Recently I’ve discovered pain and how it’s been sitting with me for quite some time. I’ve never really noticed it much before, it sat there quietly never speaking up when things felt wrong or uneasy. I would push it to the side and say it’s okay, everything is good. When it wasn’t okay and nothing was good. I was trying to change myself for someone else, to form into their mold and make them happy so they would stay. So they would want me more. But the fact is, none of that was happening. I was giving up pieces of myself, all the good things to them. They took those amazing pieces and brushed them off like dirt. It cut wounds in my self-esteem, it burned my self-love away. I was left with bewilderment and wondered how I would build myself up again. How does it feel to be full again?
We are such funny creatures because we want to please others, we want to be liked and loved. When really, loving ourselves is the hardest and most important part. We make up excuses that we aren’t good enough, or we are incapable of love and passion that those things don’t live inside of us. Yet, we are born pure and full of joy and happiness. It’s the world that brings us down and tells us how we should or shouldn’t be. Don’t be too vulnerable and let someone in because you’ll get hurt. Isn’t that the whole point? Isn’t letting someone fill in the cracks to make you whole worth everything else. I mean the pain you feel now will make you so much stronger for round two, three, four and each round after that. No matter what life throws your way. If we can’t feel the pain and lick our wounds to become stronger. Then what is the point?
You can’t hide from pain, but I think the more you push it away and you don’t acknowledge it the more afraid you will be of it. The more you will let life’s amazingness pass you by.
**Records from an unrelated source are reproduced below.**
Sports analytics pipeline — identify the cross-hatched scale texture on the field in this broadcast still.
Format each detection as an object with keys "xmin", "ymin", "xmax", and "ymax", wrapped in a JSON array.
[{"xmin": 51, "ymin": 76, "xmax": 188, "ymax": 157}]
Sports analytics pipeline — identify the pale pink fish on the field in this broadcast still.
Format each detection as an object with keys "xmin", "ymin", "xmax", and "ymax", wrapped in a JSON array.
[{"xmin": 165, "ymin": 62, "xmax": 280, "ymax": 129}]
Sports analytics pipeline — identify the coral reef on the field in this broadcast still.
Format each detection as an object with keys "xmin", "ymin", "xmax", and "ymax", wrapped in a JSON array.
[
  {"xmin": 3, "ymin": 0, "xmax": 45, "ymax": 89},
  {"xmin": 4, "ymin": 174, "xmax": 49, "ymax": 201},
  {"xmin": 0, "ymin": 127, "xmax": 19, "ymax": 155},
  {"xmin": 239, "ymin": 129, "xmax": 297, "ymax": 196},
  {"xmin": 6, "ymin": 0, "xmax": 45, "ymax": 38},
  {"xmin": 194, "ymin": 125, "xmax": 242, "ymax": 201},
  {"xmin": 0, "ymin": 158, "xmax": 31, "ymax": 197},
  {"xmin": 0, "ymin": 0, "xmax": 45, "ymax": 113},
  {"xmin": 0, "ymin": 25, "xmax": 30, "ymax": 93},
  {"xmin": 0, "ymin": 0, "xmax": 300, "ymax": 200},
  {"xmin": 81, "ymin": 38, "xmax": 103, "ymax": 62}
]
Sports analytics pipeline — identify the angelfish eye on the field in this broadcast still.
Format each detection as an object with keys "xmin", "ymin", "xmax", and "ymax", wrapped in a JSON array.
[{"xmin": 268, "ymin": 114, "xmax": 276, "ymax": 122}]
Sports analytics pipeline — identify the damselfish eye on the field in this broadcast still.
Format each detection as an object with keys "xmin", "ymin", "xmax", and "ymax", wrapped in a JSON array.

You will be so focused on the pain and protecting yourself, you’ll fear all potential of happiness.
We have to take a leap of faith, let the pain teach us it’s okay to move forward and experience earth shattering heartbreaks, loss of self and loss of self-love, to love someone more than yourself because those will build us up. It will allow us to discover and dig deeper into ourselves and grow from all that wretchedness. Like stepping stones to a higher vibrating being. So let the pain live in you, let it teach you what it needs and then let it pass.
If only we were able to see the blessings that are coming our way once we let go of the fear and allow ourselves to open up and become vulnerable. We would then not shy away from pain– we would welcome it with open arms knowing that whatever happens we can overcome it because we are so whole ourselves that nothing can possibly break us.